“If only the Baylor Board of Regents held public meetings, the university’s sexual assault crisis would have been prevented.”
Many of us have heard some variant of this argument for months. Recently, this newspaper reiterated the chant by complaining that, while public universities had to demonstrate “considerable transparency in such areas as trustee meetings, their private equivalents are allowed to skirt such scrutiny.”
Unfortunately, this argument ignores some inconvenient but crucially important truths. For starters, public and private universities are fundamentally different under the law.
Public schools, such as the University of Texas and Texas A&M University, enjoy sovereign immunity. This protection, which originated in English common law, holds public institutions and their representatives legally harmless while they are conducting the public’s business — formulating policy, debating issues and spending taxpayer money.
There is no such protection for private universities, and private university boards like Baylor’s rarely if ever hold public meetings.
The Association of Governing Boards advises that boards are the most useful when they vigorously debate ambiguous issues. There are no debates when everything a board member or school official utters is potential fodder for litigation or ridicule.
Further, if private university boards did hold public meetings when considering long-term plans for tuition, faculty compensation, new programs, campus development or almost any action a board is required to approve, its competitors for new students and faculty who do not hold open meetings would unfairly benefit. That’s why the Governance Task Force we at Baylor University convened last year carefully considered and then rejected the idea of public meetings.
Even if the Texas Legislature imposed open meetings on Baylor, the truth is that it won’t make much difference when it comes to dealing with an issue such as sexual assaults. If the Pepper Hamilton law firm had conducted its work at Baylor during an open-meeting era, its communication would still be held in executive session. All of the cases examined also involved employee conduct, so they would have been confidential as a personnel matter. And there’s also an exemption from open-meetings requirements for pending litigation.
Given these limitations — plus the federal confidentiality laws governing Title IX and student records — the board would have had no choice but to go into closed executive session to hear, discuss and vote on everything Pepper Hamilton had discovered. In fact, under current exemptions allowed by the Texas Open Meetings law, the board would have had no obligation to even release the 13-page Findings of Fact, which still stands as one of the most scathing examples of self-criticism in academia.

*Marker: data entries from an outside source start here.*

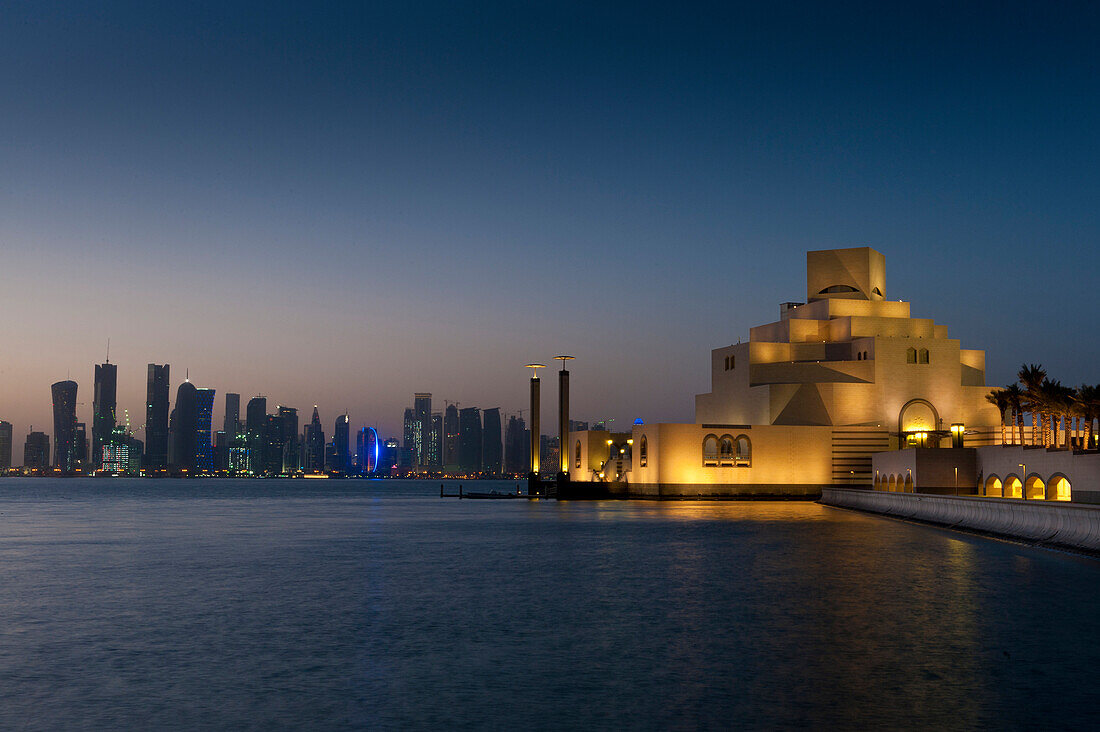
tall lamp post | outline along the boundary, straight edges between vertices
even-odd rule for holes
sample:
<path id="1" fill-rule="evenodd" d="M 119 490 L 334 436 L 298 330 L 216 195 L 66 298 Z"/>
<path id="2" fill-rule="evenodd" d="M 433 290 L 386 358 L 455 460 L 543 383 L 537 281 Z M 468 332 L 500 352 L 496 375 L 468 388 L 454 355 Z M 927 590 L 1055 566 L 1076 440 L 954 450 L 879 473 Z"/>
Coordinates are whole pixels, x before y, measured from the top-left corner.
<path id="1" fill-rule="evenodd" d="M 569 371 L 565 363 L 573 356 L 556 356 L 554 361 L 561 361 L 558 372 L 558 472 L 569 474 Z"/>
<path id="2" fill-rule="evenodd" d="M 531 370 L 531 476 L 539 474 L 539 369 L 546 369 L 544 363 L 528 363 Z"/>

Which brings us to a final inconvenient truth: the noise created over open meetings by the critics — many of whom have fought with the board for years on yet other issues — is just one more tactic to obscure the real progress that the Baylor regents have made. Within the past year, the board has approved more than 30 substantive changes to enhance governance and transparency.
These changes have included creating a way for the public and Baylor constituencies to have a voice in the selection of at-large regents; doubling the number of faculty representatives on the board; extending voting rights to faculty, student, Bear Foundation and B Association regents; creating a regents website that provides the bios of board members and governing information; providing all 170,000 alumni the opportunity to select a certain number of alumni-regents; creating an executive committee and abolishing the board’s Athletics Committee to bring athletic programs back in line with the mission of the institution.
These aren’t just words. They represent real change, and not the kind of wishful thinking that ignores reality or the law.